Meikle's working style didn't always sit well. One professor derided his palette, an assortment of colors stacked, like a stalagmite in a cave, high enough to topple. "He held it up as an example and told the other students, 'Don't do your palette like this!' " Meikle remembers.

The palette of his finished paintings, though, is another matter.

"He's a brilliant colorist," said Donna Poulton, curator of Utah and Western art at UMFA, who selected Meikle's "View of Zion" for "Continuing Allure," the museum's current exhibit of landscape paintings. "His palette always works. There's nothing off about it."

Poulton also praised Meikle's eye for perspective and what she calls "architectural" approach to achieving a unique vision.

"There's a lot of geometry in [his work] and that, in turn, makes it more modern," she said. "So even though it's representational, his paintings really hit you. Every time I see a David Meikle painting, I recognize it as a David Meikle painting."

His technique, Meikle said, is about homework. Understanding the difference between detail and exact placement of the right color is also key.

He's dedicated to making paintings that don't look "overworked," but have power through how elements are implied. The full effect is apparent in "Visions of Zion," which captures layer upon layer of distance and shadow.

"I love it when I can see distances going back and back and back," he said. "Anytime I can get that in a painting, that's when I get really excited about what I'm doing."

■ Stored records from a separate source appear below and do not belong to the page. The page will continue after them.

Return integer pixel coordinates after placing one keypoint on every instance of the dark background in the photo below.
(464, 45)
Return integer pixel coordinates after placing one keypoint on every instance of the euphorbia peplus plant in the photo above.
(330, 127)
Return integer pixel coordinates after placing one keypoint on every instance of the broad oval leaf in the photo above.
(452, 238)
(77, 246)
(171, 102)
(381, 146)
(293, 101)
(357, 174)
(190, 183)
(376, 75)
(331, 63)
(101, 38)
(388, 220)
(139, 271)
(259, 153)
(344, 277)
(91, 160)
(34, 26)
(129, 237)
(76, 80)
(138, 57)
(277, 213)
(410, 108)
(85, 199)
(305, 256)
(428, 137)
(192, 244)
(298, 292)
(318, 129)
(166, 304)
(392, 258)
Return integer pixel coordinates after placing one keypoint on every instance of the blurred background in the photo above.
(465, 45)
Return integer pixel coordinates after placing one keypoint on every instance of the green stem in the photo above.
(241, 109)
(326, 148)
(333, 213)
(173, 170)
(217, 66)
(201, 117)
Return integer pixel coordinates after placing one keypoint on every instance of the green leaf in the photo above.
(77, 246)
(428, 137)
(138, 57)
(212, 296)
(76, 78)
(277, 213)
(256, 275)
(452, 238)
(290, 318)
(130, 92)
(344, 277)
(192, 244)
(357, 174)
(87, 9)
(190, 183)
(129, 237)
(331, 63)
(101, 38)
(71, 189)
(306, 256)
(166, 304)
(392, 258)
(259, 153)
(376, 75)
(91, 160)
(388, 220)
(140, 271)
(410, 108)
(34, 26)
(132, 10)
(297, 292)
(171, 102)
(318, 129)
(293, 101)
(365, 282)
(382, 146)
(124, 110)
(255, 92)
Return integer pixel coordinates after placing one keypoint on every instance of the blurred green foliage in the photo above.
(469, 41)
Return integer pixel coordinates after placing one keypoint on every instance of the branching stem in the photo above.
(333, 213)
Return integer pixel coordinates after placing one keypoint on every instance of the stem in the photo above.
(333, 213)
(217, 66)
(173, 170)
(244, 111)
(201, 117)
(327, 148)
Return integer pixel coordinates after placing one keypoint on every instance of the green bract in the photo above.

Translating his unique vision to both small and large works proved to be an interesting challenge, and the leap necessary to securing his largest and most public commission ever. His new work, to be unveiled next week, hangs inside the under-construction City Creek Food Court.

The commission was years in the making, dating back to an art sale in 2003. That's when Joshua Stewart, a graduate of the University of Utah's architecture school, bought one of Meikle's small-scale works. Years later, when Stewart moved back to Salt Lake City from Portland, Ore., to work on the City Creek development, he recommended Meikle's work to supervisors interested in commissioning art.

At 10 feet high by 23 feet wide, Meikle's painting required on-site construction of a frame and a panel, constructed of nine sheets of plywood. A traditional framing, instead of adhering the work to a panel, would have left the painting vulnerable to sagging under the pull of gravity. That, as a result, would have led to cracks in the oil paint.

"It's like hanging a small car on a wall or, in this case, a flat-bed trailer," said Travis Tanner, who oversaw the hanging of Meikle's painting.

Tanner was impressed at how adeptly Meikle switched gears to finish the large-scale work, while preserving the qualities of his smaller paintings. "It's a real triumph for him to make that happen," Tanner said.

Some well-known artists were known to be particular about where, and to whom, their work might be shown. Most famously, abstract expressionist painter Mark Rothko was tormented over whether he could complete a highly paid commission for the Four Seasons restaurant in Manhattan's Seagram Building. In the end, he decided against it. For Rothko, the thought of people chewing food beneath his works was too much to bear.

Meikle, by contrast, has no qualms about his most grand work yet sharing the same space with a food-court McDonald's.

"Anyone who knows me will think that fits pretty well, because I like McDonald's a lot," he said. "What was so exciting to me about this is that it's meant for a public space. I don't know if I take myselfso seriously that I wouldn't want my work displayed near a restaurant."